Serum, clear, yellowish fluid that remains as the liquid portion of blood after clotting has taken place. Before clotting occurs, the liquid of the blood is called plasma. Both plasma and serum contain proteins, salts, sugars, waste products, vitamins, minerals, fats, and hormones. But plasma also contains the protein fibrinogen and certain other elements necessary for clotting, and it therefore clots as easily as whole blood. Serum, which lacks these elements, does not clot.

In order to isolate serum for chemical tests and other medical uses, whole blood is placed in a glass tube and allowed to clot. The clotted blood is then placed in a centrifuge, a machine that spins the blood at high speeds, causing the clot and the cellular parts of the blood to separate from the serum and sink to the bottom of the tube. The serum remains at the top of the tube.

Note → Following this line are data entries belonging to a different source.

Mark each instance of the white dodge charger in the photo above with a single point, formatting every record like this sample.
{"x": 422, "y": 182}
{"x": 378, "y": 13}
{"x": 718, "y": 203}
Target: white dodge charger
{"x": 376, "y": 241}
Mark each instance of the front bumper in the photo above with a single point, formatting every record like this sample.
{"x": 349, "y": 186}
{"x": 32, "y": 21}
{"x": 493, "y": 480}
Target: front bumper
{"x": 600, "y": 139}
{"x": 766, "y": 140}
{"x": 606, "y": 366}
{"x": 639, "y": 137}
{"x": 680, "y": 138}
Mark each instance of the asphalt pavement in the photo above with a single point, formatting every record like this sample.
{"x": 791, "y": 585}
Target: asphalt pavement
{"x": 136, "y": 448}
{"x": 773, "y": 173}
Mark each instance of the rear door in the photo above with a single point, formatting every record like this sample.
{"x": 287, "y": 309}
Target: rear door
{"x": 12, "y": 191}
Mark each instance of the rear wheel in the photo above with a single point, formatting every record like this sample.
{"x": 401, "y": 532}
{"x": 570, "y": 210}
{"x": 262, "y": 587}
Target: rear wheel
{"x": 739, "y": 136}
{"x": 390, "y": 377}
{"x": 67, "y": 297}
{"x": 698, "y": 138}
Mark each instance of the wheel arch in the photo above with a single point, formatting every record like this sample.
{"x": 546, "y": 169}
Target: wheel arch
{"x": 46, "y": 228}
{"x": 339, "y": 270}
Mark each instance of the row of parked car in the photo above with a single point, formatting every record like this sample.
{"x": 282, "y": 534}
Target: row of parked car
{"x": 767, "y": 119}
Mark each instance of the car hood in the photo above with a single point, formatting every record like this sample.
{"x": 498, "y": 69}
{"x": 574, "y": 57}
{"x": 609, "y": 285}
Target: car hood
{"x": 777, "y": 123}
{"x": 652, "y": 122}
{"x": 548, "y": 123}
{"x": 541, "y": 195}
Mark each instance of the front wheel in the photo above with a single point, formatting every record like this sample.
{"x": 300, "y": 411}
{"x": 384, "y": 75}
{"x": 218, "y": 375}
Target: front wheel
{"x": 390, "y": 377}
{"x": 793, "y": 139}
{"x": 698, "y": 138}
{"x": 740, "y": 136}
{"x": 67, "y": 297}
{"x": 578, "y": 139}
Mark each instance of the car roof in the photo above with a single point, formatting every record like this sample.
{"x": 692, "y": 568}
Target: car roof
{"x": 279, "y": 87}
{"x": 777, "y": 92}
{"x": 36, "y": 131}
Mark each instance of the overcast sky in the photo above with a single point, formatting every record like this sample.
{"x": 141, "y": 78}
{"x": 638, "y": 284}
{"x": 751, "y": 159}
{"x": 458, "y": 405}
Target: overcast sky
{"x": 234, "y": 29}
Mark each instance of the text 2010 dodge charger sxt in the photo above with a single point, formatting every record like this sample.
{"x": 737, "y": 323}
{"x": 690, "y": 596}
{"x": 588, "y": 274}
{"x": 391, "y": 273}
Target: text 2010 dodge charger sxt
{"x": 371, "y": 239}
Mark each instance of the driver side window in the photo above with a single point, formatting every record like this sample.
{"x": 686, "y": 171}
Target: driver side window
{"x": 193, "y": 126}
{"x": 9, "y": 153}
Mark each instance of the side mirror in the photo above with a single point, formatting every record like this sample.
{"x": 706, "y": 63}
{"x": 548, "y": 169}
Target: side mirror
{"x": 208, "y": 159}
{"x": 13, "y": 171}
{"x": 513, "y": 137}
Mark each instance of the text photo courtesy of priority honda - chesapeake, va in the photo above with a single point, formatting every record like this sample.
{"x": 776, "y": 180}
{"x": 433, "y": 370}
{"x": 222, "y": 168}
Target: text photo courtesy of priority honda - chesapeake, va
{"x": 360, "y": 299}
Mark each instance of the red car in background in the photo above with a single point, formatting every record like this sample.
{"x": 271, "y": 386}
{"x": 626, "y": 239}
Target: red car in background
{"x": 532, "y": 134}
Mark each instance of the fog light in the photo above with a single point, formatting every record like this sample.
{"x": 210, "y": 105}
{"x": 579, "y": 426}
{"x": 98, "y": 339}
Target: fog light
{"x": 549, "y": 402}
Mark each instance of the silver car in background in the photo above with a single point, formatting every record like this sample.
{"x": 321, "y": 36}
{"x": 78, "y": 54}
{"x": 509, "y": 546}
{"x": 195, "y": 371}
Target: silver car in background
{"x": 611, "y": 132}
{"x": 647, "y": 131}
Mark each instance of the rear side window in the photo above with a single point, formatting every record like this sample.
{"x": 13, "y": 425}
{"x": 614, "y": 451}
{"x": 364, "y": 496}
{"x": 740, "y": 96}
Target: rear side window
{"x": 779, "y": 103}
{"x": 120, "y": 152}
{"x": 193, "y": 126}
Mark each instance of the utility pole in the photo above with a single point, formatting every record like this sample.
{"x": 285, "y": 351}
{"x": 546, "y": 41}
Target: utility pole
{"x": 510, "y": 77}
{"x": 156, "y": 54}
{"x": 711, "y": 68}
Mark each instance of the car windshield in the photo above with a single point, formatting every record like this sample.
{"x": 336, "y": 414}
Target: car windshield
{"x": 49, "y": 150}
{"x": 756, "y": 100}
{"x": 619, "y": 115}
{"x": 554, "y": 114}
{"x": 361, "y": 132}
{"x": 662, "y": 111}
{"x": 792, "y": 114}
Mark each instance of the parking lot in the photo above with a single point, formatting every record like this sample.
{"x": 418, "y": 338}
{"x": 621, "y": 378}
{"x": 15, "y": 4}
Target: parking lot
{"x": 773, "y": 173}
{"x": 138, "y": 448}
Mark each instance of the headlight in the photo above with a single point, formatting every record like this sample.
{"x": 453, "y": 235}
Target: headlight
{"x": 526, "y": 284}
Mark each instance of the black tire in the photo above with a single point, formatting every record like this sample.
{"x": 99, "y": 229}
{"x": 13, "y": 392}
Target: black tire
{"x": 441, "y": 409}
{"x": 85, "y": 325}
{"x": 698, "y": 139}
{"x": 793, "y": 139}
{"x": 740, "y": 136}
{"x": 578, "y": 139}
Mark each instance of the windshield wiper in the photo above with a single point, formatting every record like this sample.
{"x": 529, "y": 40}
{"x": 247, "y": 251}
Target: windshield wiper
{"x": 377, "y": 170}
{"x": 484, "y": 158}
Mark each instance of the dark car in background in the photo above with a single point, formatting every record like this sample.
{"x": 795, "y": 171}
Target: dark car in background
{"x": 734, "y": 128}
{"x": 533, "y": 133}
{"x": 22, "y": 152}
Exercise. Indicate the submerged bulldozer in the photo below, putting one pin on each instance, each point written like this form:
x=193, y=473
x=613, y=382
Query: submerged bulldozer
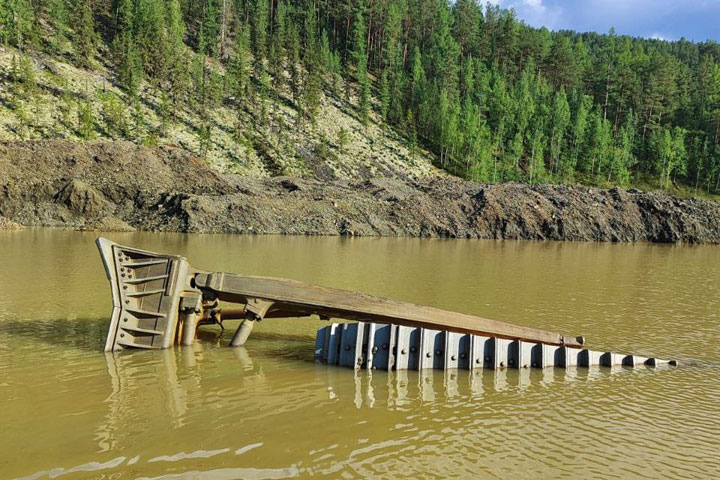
x=159, y=301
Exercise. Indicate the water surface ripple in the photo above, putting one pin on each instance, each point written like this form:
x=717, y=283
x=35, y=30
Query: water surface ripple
x=268, y=411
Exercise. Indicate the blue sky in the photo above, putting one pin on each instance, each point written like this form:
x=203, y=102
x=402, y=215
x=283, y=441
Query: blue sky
x=696, y=20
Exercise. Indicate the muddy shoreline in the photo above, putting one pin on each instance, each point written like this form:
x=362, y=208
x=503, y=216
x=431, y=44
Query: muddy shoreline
x=117, y=186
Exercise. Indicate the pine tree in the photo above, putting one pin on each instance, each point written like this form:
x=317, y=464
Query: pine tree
x=240, y=65
x=85, y=38
x=86, y=121
x=360, y=62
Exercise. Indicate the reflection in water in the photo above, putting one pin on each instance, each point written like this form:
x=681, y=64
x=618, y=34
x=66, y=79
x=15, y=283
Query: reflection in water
x=268, y=411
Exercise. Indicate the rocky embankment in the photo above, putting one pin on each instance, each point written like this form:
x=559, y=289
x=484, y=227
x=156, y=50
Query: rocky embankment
x=119, y=186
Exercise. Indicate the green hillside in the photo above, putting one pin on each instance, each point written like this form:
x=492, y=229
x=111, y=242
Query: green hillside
x=353, y=87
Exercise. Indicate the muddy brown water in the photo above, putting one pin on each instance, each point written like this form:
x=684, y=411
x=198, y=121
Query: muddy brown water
x=269, y=411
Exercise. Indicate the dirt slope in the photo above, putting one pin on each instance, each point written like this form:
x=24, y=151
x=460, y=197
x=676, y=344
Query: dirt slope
x=119, y=186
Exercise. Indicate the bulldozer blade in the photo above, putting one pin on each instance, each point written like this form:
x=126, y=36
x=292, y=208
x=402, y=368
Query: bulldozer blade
x=158, y=301
x=146, y=289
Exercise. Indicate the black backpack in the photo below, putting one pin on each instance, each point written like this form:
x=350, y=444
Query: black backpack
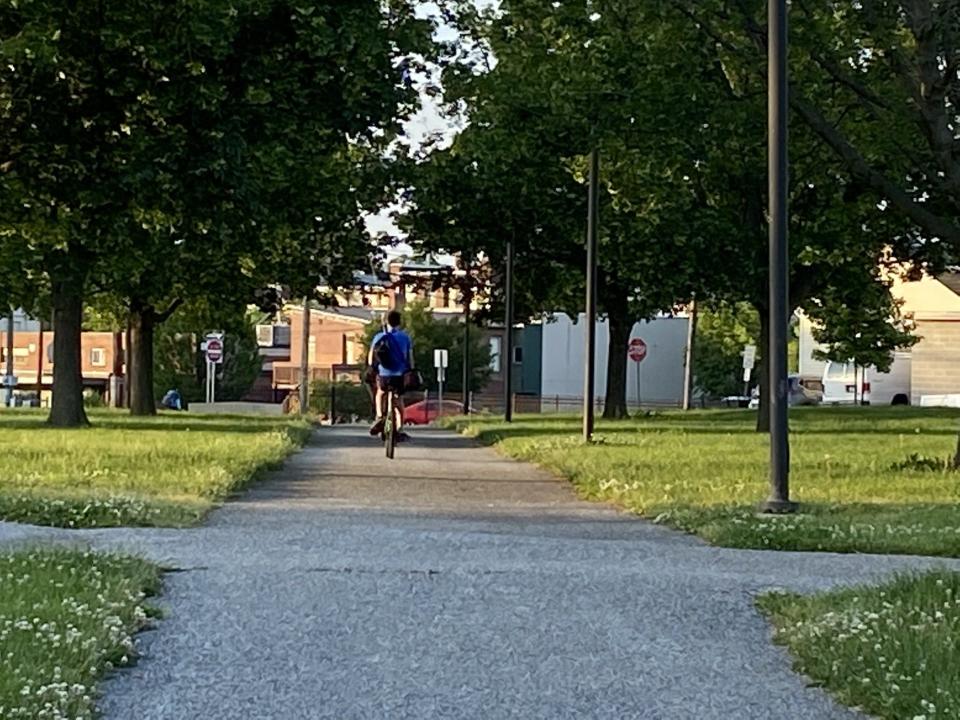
x=383, y=352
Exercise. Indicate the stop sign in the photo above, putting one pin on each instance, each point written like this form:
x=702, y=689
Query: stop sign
x=214, y=350
x=637, y=349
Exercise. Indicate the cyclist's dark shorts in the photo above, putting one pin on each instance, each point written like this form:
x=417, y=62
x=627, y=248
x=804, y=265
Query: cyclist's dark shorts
x=391, y=382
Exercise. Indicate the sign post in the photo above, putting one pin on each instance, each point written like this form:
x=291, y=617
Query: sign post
x=213, y=347
x=749, y=360
x=440, y=362
x=637, y=351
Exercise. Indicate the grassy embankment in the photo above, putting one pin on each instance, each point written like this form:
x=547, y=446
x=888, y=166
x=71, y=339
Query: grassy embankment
x=164, y=471
x=869, y=480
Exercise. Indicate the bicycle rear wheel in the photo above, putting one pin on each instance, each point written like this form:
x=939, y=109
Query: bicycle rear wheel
x=390, y=428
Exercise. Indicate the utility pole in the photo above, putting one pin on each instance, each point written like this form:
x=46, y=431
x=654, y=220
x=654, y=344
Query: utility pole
x=688, y=355
x=591, y=304
x=507, y=363
x=305, y=357
x=777, y=118
x=8, y=381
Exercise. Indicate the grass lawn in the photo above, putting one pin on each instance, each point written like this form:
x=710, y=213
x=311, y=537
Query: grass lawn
x=892, y=650
x=66, y=618
x=868, y=479
x=166, y=471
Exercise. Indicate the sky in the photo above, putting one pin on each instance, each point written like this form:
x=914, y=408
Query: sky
x=426, y=122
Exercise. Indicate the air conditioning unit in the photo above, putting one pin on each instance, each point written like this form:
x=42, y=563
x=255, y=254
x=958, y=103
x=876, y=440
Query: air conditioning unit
x=265, y=335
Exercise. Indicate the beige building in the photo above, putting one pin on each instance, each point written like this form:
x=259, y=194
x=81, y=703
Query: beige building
x=929, y=372
x=934, y=305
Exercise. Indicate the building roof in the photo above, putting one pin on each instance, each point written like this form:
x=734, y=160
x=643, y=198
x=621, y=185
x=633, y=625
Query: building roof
x=427, y=263
x=951, y=279
x=350, y=313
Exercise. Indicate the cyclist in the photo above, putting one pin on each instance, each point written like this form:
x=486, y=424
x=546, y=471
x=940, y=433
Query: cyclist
x=391, y=353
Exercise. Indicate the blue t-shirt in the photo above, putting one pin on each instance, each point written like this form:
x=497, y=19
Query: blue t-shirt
x=400, y=345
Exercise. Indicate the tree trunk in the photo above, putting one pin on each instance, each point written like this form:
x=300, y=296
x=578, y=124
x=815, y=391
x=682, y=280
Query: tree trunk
x=763, y=412
x=615, y=401
x=140, y=361
x=67, y=409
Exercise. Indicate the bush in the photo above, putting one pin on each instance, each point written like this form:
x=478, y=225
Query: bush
x=351, y=399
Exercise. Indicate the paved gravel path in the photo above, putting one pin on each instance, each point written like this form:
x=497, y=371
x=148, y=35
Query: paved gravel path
x=453, y=583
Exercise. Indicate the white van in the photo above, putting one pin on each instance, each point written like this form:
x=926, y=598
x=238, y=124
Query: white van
x=890, y=388
x=840, y=384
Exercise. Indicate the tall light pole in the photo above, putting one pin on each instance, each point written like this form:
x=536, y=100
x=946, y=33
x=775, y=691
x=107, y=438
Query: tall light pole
x=467, y=370
x=777, y=120
x=591, y=304
x=305, y=349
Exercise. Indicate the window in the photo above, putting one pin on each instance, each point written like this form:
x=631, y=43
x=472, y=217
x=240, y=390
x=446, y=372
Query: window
x=265, y=335
x=495, y=354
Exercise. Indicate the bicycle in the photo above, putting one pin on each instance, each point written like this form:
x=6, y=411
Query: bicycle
x=392, y=424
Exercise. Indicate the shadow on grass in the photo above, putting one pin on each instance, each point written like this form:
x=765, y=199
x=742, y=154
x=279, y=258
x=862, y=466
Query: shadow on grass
x=162, y=423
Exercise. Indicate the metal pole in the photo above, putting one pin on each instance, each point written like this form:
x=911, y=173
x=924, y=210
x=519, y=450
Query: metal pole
x=508, y=339
x=8, y=395
x=778, y=108
x=40, y=364
x=591, y=303
x=638, y=385
x=467, y=370
x=688, y=356
x=305, y=358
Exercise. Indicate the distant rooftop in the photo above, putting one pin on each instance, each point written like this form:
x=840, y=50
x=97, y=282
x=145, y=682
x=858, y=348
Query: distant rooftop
x=951, y=279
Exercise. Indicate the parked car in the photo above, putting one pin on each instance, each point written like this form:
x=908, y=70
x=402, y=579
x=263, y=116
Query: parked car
x=840, y=384
x=797, y=394
x=426, y=411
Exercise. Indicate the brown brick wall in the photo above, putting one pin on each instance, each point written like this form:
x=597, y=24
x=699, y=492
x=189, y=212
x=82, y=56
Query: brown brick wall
x=935, y=368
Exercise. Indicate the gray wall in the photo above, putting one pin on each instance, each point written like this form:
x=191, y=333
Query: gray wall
x=660, y=374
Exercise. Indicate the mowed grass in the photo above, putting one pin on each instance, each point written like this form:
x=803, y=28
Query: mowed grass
x=868, y=479
x=893, y=650
x=164, y=471
x=66, y=618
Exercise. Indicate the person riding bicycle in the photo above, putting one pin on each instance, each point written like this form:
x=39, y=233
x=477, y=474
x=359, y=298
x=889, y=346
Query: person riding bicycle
x=391, y=353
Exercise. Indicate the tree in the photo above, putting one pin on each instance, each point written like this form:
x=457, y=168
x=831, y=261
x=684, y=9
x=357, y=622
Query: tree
x=565, y=81
x=428, y=333
x=722, y=333
x=878, y=84
x=140, y=142
x=862, y=325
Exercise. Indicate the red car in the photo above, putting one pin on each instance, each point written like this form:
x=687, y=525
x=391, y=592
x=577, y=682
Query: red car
x=426, y=411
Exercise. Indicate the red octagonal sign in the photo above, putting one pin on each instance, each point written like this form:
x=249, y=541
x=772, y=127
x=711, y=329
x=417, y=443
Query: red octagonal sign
x=214, y=350
x=637, y=350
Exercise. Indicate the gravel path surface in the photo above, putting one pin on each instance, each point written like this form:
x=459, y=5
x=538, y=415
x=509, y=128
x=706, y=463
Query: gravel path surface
x=453, y=583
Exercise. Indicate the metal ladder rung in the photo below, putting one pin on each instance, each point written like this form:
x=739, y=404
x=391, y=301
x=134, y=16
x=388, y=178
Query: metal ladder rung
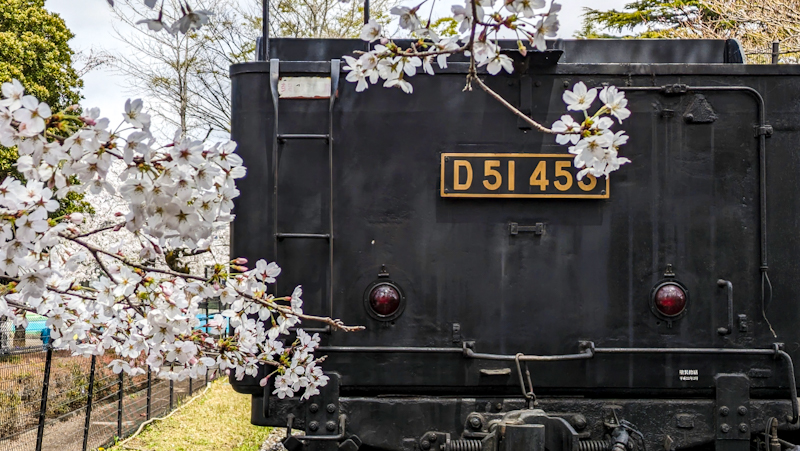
x=279, y=140
x=324, y=236
x=286, y=136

Serum from animals like horses and sheep can be used to provide human beings with protection against infections or poisons. Animals are given specific protein molecules derived from living organisms like bacteria to stimulate animal immune systems to produce antibodies. Once injected into a human patient, a serum containing animal antibodies can provide rapid immunity against specific diseases. Such a serum is called an antitoxin, and is used to treat such diseases as diphtheria in people who have not been previously immunized, or vaccinated. A serum with antibodies that combat snake venom is called an antivenin. An injection of antivenin is the only drug treatment available for snakebites, and it is normally administered if the patient displays life-threatening signs and symptoms.